Guidance from Culture..

Loved this article from the Herald earlier in the week about getting guidance from Albus Dumbledore, and the premise of a the book Slack is working on called What Would Dumbledore Do? - a self-help guide to living in the world according to the tenets of Albus Dumbledore.

It reminded me of a book that I read some time ago now called "I learned Everything I know from Watching Star Trek". There is some fun in this book but not sure there's any more than that.

Sunday, July 26, 2009

It's a strange world

It was quite intriguing over the past few weeks to read how the British backpacker may well have "faked" his survival story. The Herald yesterday had a great piece by Richard Glover about cynicism in the Specturm. Perhaps unsurpsingly I find it quite easy to agree with him, I think its really sad that its so easy to be cynical, and perhaps there is a price we pay for this.
"And cynicism exacts a terrible cost- in terms of cruelty towards the people we accuse; in terms of our own sense of the world and its possibilities [...] But bleakness pessimism and cynicism create a worldview just as limited, just as one-note, as the naive optimism they were said to challenge... Its just flipside Disney ... How do you change the world for the better if you assume the worst about everything and everybody? And why are trust and optimism the worst crimes of them all."
As for me, I know which way I'd rather fall: I'm a naive optimist.

Friday, July 10, 2009

New music from The Swell Season

I am excited by news that The Swell Season, are putting the finishing touches on ‘Strict Joy,’ (Sept 29/Anti- Records), the tracklisting is below, and the album includes some of the songs played on their tour earlier this year, and a few new ones.

1. Low Rising
2. Feeling the Pull
3. In These Arms
4. The Rain
5. Fantasy Man
6. Paper Cup
7. High Horses
8. The Verb
9. I Have Loved You Wrong
10. Love That Conquers
11. Two Tongues
12. Back Broke

Sunday, July 05, 2009

Bad...



Bad (from The Unforgettable Fire) is one of my favourite U2 songs, and this performance, from their Vertigo tour, was one of the highlights of the two shows I saw in the US.

Saturday, July 04, 2009

search for a new Messiah

There is something in the article here, the hunger we have for something, or someone bigger than us.In the article Howard talks about the outpouring of emotion for Michael Jackon and more broadly celebrities.

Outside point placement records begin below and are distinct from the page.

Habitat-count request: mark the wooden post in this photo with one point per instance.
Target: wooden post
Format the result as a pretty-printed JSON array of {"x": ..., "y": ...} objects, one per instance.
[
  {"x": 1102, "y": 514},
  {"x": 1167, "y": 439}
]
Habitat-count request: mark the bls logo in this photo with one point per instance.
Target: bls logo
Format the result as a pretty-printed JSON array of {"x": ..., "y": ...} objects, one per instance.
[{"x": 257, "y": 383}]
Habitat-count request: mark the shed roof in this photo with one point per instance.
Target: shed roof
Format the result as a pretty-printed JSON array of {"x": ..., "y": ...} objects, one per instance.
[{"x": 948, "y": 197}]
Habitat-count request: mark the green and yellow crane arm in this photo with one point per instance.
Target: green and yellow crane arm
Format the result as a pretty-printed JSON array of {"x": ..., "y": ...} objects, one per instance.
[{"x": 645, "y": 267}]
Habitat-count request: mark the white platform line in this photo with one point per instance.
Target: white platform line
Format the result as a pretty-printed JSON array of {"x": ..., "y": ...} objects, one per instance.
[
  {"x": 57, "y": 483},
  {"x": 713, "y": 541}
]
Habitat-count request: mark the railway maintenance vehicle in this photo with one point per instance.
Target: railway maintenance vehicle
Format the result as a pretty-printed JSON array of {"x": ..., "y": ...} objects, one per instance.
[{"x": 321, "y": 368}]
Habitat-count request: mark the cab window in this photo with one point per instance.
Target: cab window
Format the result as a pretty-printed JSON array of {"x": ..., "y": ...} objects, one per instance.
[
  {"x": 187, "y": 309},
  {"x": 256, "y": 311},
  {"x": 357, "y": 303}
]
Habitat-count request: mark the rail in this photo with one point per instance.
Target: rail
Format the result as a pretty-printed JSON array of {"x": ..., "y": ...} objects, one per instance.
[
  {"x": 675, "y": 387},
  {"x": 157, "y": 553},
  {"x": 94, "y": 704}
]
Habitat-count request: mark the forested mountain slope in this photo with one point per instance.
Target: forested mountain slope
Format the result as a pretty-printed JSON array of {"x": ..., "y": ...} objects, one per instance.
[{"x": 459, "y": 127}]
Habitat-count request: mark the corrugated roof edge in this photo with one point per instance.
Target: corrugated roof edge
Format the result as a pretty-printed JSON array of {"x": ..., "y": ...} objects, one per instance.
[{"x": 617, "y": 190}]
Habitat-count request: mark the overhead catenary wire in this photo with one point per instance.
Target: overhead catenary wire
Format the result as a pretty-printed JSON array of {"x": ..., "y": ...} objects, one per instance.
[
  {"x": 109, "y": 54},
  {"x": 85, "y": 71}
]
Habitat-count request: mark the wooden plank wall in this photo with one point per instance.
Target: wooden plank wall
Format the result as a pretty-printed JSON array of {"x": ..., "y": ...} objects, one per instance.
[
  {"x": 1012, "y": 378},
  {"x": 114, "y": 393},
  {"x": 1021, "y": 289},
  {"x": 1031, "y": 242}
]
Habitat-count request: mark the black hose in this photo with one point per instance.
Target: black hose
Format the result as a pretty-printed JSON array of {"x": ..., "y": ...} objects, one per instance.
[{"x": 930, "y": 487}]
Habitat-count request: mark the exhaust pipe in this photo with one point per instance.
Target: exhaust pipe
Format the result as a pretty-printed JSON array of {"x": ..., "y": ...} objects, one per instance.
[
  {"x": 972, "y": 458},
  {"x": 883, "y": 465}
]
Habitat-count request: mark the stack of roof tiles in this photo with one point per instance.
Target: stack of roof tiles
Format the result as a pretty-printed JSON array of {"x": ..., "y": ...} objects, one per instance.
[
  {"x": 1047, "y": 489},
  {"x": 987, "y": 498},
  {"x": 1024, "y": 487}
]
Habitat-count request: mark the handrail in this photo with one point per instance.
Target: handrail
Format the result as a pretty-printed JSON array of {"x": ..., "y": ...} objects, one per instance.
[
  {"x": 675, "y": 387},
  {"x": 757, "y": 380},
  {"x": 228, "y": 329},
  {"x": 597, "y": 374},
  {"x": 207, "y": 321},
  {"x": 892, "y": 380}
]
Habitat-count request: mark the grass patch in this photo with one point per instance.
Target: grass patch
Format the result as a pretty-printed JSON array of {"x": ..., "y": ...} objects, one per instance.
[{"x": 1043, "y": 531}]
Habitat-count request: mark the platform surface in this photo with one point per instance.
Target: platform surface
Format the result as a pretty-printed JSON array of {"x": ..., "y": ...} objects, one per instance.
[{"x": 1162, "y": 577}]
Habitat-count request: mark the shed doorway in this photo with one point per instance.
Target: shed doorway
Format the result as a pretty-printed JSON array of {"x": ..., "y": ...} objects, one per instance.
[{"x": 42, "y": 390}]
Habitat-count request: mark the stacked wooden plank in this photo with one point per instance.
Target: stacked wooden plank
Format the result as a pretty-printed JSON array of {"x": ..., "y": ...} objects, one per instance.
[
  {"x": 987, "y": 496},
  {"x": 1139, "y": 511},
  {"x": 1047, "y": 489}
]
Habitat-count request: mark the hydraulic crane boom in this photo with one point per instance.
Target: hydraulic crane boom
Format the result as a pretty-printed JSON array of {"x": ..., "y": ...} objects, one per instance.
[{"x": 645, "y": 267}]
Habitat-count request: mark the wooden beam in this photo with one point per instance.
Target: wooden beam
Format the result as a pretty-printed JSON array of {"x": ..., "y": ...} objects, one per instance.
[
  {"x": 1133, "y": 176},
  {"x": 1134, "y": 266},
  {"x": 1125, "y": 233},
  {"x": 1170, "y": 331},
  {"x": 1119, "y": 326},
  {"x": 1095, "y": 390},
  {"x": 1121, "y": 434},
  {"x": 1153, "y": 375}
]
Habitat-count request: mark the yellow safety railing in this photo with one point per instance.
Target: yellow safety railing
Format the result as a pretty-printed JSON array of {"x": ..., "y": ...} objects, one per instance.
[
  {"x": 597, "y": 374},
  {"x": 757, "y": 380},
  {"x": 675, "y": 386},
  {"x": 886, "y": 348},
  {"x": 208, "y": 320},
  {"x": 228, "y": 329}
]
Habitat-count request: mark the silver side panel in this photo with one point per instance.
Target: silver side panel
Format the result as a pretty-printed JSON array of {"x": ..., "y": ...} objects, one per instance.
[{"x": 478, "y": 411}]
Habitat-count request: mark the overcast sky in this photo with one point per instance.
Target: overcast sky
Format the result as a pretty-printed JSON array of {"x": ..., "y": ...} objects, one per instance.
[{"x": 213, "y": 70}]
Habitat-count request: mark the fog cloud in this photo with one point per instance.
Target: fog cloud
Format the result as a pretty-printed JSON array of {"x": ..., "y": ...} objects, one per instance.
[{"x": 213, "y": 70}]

Some decent, humane sorrowing over that – a life gone nowhere, for all the fame; a life lived in desperate confusion – would not be inappropriate. And a little soul-searching, as well, on the part of those who must idolise before they know they are alive. This, too, has been gone over and over all week – the hellish compact between a star and those who worship him. We destroy those we inordinately admire. That is the cliche. I would put it differently. Those we inordinately admire destroy us.

It has been said that Michael Jackson changed the lives of millions of his fans. But I have yet to read an account of what he changed them to. Yes, he gave them songs to sing. Few of them remarkable. And he gave them a dance to dance. I can see with my own eyes that he moved unusually. So let's say he taught others to move unusually too. Perhaps we can say he liberated them into a bodily vitality they hadn't known before. That's not nothing, if it's true. But if it is true, you wonder where all that bequeathed vitality has gone to. After you've done your moonwalk, then what?

And there is certainly a lesson from his final line..
We should revere less and forgive more. There are no gods among us, and few devils. If we must do huge, let's do benign scepticism, hugely.